Because MNIST is a labeled dataset that pairs images of hand-written numerals with the name of the respective numeral, it can be used in supervised learning to train classifiers. It is a good example, alongside Fei Fei Li’s ImageNet, of how a good, labeled dataset can advance the cause of machine learning more broadly. More examples of open datasets are here.

‍

Is MNIST data binary?

The MNIST database was constructed from NIST's Special Database 3 and Special Database 1 which contain binary images of handwritten digits. NIST originally designated SD-3 as their training set and SD-1 as their test set. However, SD-3 is much cleaner and easier to recognize than SD-1. The reason for this can be found on the fact that SD-3 was collected among Census Bureau employees, while SD-1 was collected among high-school students. Drawing sensible conclusions from learning experiments requires that the result be independent of the choice of training set and test among the complete set of samples. Therefore it was necessary to build a new database by mixing NIST's datasets.

‍

How MNIST dataset is created?

The MNIST handwritten digit classification problem is a standard dataset used in computer vision and deep learning.

Although the dataset is effectively solved, it can be used as the basis for learning and practicing how to develop, evaluate, and use convolutional deep learning neural networks for image classification from scratch. This includes how to develop a robust test harness for estimating the performance of the model, how to explore improvements to the model, and how to save the model and later load it to make predictions on new data.

Although the MNIST dataset is effectively solved, it can be a useful starting point for developing and practicing a methodology for solving image classification tasks using convolutional neural networks.

Instead of reviewing the literature on well-performing models on the dataset, we can develop a new model from scratch.

The dataset already has a well-defined train and test dataset that we can use.

In order to estimate the performance of a model for a given training run, we can further split the training set into a train and validation dataset. Performance on the train and validation dataset over each run can then be plotted to provide learning curves and insight into how well a model is learning the problem.

‍

How to Develop a Baseline Model?

The first step is to develop a baseline model.

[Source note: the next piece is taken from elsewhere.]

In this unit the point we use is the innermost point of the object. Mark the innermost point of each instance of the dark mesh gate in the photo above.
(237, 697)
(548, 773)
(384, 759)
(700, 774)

This is critical as it both involves developing the infrastructure for the test harness so that any model we design can be evaluated on the dataset, and it establishes a baseline in model performance on the problem, by which all improvements can be compared.

The design of the test harness is modular, and we can develop a separate function for each piece. This allows a given aspect of the test harness to be modified or inter-changed, if we desire, separately from the rest.

We can develop this test harness with five key elements. They are the loading of the dataset, the preparation of the dataset, the definition of the model, the evaluation of the model, and the presentation of results.

Load Dataset

We know some things about the dataset.

For example, we know that the images are all pre-aligned (e.g. each image only contains a hand-drawn digit), that the images all have the same square size of 28×28 pixels, and that the images are grayscale.

Therefore, we can load the images and reshape the data arrays to have a single color channel.

‍

Why is MNIST a good dataset?

MNIST dataset is an extremely good database for people who want to try machine learning techniques and pattern recognition methods on real-world data while spending minimal time and effort on data preprocessing and formatting. Its simplicity and ease of use are what make this dataset so widely used and deeply understood.